Thirteen (20.3%) patients received immunotherapy as first-line, 29 (45.3%) as second-line, and the remaining 34.4% of patients as > second-line treatment. Eight (12.5%) patients had brain metastasis, 14 (21.9%) had liver metastasis, and 35 (54.7%) had dyslipidemia. Thirty-five (54.7%) patients had a history of thoracic radiotherapy. Fifty-three (82.8%) patients received mono-immunotherapy. The median BMI was 22.24. The median and mean TMB was 9.35 and 10.62 mut/Mb, respectively. A PD-L1 tumor proportion score (TPS) >1% was considered as PD-L1 positivity and was identified in 29.7% of patients with LUSC (Table 1). No statistically significant difference was found in the clinicopathological characteristics, including age, sex, brain metastases, liver metastases, history of thoracic radiotherapy, and treatment lines between patients with high (>10.62 mut/Mb) or low (≤10.62 mut/Mb) TMB or PD-L1 positivity.
Patients with a history of heavy smoking (≥40 pack-years) were more likely to have positive PD-L1 expression (35% vs. 16.7%, P=0.04) and higher TMB (11.1 vs. 9.8 mut/Mb, P=0.04). Patients with a BMI of 18.5–24 exhibited a trend of having a higher percentage of positive PD-L1 expression (P=0.02) and a lower TMB level (P=0.04). The baseline characteristics of patients in this cohort and their correlations with TMB and PD-L1 expression are summarized in Table 1. The proportion of LUSC patients with positive PD-L1 and high TMB increases with the addition of smoking pack-years (Table 1 and Figure S2). Positive PD-L1 expression was identified in 14.29% of never smokers, 23.53% of <40 pack-year smokers, and 35% of ≥40 pack-year smokers. High TMB was identified in 28.57% of never smokers, 41.18% of <40 pack-year smokers, and 50% of ≥40 pack-year smokers (Figure S2).

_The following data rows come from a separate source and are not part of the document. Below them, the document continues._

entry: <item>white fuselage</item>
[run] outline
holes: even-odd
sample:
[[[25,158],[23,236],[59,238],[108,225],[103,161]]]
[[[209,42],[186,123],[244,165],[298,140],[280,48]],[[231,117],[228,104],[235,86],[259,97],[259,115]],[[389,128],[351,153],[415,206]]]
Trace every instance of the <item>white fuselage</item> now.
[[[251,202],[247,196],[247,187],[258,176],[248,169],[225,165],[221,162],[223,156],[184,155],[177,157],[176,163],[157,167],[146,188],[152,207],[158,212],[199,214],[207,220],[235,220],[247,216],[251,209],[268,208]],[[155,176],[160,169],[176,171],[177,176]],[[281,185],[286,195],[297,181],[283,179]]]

Gene variations of advanced LUSC and their correlations with TMB and PD-L1 expression
Next, we investigated the correlations between frequently mutated genes and TMB/PD-L1 status. Eight genes with a somatic mutation frequency >5% were identified: TP53, CDKN2A, KEAP1, CREBBP, KRAS, BIM, AMER1, and APC (Figure 2). Genes with copy number variations occurring in >5% patients were also investigated, and seven genes were identified: AR, SOX2, PIK3CA, EGFR, RICTOR, FGFR1, and ZNF703 (Figure 2). Mutation in the aforementioned genes had no impact on PD-L1 expression or TMB level (Figure 2, Table S1).

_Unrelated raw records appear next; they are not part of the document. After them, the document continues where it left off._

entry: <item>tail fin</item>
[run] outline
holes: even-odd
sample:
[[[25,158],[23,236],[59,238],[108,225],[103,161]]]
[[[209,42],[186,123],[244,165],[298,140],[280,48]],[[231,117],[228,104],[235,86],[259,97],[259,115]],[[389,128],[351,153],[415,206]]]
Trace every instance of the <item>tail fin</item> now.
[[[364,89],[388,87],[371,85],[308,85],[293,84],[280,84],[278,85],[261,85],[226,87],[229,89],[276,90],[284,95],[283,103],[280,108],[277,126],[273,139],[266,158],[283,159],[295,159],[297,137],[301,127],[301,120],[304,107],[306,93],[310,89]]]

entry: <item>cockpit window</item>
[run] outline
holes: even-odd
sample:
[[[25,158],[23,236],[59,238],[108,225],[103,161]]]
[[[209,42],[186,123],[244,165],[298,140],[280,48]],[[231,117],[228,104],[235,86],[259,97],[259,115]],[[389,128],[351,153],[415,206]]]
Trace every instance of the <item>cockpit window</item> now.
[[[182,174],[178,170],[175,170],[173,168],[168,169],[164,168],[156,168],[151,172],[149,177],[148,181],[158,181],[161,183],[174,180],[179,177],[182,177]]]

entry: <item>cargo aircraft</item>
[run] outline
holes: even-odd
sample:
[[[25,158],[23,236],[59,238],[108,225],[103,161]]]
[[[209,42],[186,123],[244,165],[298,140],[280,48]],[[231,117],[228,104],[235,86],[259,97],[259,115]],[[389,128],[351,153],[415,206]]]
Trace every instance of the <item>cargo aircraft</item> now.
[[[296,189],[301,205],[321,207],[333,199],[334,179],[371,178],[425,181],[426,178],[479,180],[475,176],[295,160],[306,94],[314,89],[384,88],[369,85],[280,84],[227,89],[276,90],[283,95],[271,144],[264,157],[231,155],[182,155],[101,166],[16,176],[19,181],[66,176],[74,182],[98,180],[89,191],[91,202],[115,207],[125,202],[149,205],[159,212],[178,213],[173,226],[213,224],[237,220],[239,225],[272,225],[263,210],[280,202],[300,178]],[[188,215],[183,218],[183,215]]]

Predictive and prognostic value of clinicopathological characteristics
The median follow-up time was 17 months. The disease control rate (DCR) was 81.3% [partial response (PR) 29.7% + stable disease (SD) 51.6%]. The objective response rate (ORR) was 29.2%, with a median PFS of 6.7 months and a median OS of 13.7 months. The 6-month PFS rate was 57.8%, and the 1-year OS rate was 62.5% (Figure 3).
Better ECOG-PS was associated with longer PFS (P=0.019) (Table 2, Figure 4), and also with a better ORR (P<0.0001) (Table S2). Our data revealed that patients with an ECOG-PS of 0 were more likely not to have disease progression at 6-month (P<0.005). The 6-month PFS rate in patients with an ECOG-PS of 0 and 1–2 was 72.2% and 54.3%, respectively (Figure 4A). The 1-year OS rate showed a higher trend in patients with an ECOG-PS of 0 compared to patients with an ECOG-PS of 1–2 (80.5% vs. 65.2%, P=0.067) (Figure 4C).

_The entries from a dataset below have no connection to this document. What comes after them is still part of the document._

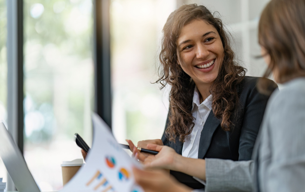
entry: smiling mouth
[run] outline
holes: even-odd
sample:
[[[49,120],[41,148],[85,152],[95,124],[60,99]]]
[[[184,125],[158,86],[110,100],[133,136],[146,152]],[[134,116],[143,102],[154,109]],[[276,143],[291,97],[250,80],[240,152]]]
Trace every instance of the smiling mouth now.
[[[207,68],[208,68],[214,64],[214,62],[215,61],[215,59],[214,59],[214,60],[208,63],[206,63],[206,64],[205,64],[204,65],[195,65],[195,67],[196,68],[198,68],[198,69],[206,69]]]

Considering the impact of smoking history on TMB and a high percentage of heavy smokers (62.5%, N=40) in this cohort, an analysis of smoking history and clinical outcomes was conducted. Patients with a history of heavy smoking (≥40 pack-years) were more likely to have a longer PFS (P<0.005), but were not statistically different in OS (Figure 4B,D). The 6-month PFS rates for heavy smokers and non-heavy smokers were 72.5% and 37.5%, respectively (P=0.046). The 1-year OS rates for heavy smokers and non-heavy smokers were 79.1% and 60.9%, respectively (P=0.332). However, patients with a history of heavy smoking had a better DCR (97.5% vs. 54.2%, P=0.01) (Table S2).
Moreover, the univariate analysis revealed that a history of thoracic radiotherapy was associated with a better ORR (P=0.001) (Table S2). However, according to the multivariate analysis, the difference was not statistically significant. Similar results were observed between lines of therapy and DCR (Table S2). In the total population, there were 53 (82.8%) patients who received immunotherapy as a single agent (mono-immunotherapy group, N=53). According to the multivariate analysis of this mono-immunotherapy group, BMI (18.5–24 vs. <18.5, P=0.023) and lines of therapy (3–4 vs. 1–2, P=0.005) were found to be associated with PFS (Table S3).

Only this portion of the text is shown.